We can also compute this graph using a weighted nearest neighbours (WNN) method. It will use nearest neighbour graphs for each modality and will generate a joint one. In muon
, this is implemented under mu.pp.neighbors
as a natural extension of sc.pp.neighbors
from scanpy
:
[8]:
# Since subsetting was performed after calculating nearest neighbours,
# we have to calculate them again for each modality.

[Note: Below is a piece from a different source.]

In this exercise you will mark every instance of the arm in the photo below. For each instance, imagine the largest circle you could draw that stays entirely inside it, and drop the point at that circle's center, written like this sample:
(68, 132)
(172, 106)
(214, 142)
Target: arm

sc.pp.neighbors(mdata['rna'])
sc.pp.neighbors(mdata['prot'])
# Calculate weighted nearest neighbors
mu.pp.neighbors(mdata, key_added='wnn')
By default, modality weights are added to the mdata.obs
data frame under the rna:mod_weight
and prot:mod_weight
, and this behaviour can be adjusted with options like add_weights_to_modalities
to add weights to individual modalities instead and weight_key
to change the name of the key.
The computed cell neighbourhood graph can be further used to compute UMAP coordinates.
The use_rep
parameter is not a single values anymore for WNN, that’s why muon
provides mu.tl.umap
to handle this case.
[9]:
mdata.uns['wnn']['params']['use_rep']
[9]:
{'prot': -1, 'rna': -1}
[10]:
mu.tl.umap(mdata, neighbors_key='wnn', random_state=10)
[11]:
mu.pl.umap(mdata, color=['rna:mod_weight', 'prot:mod_weight'], cmap='RdBu')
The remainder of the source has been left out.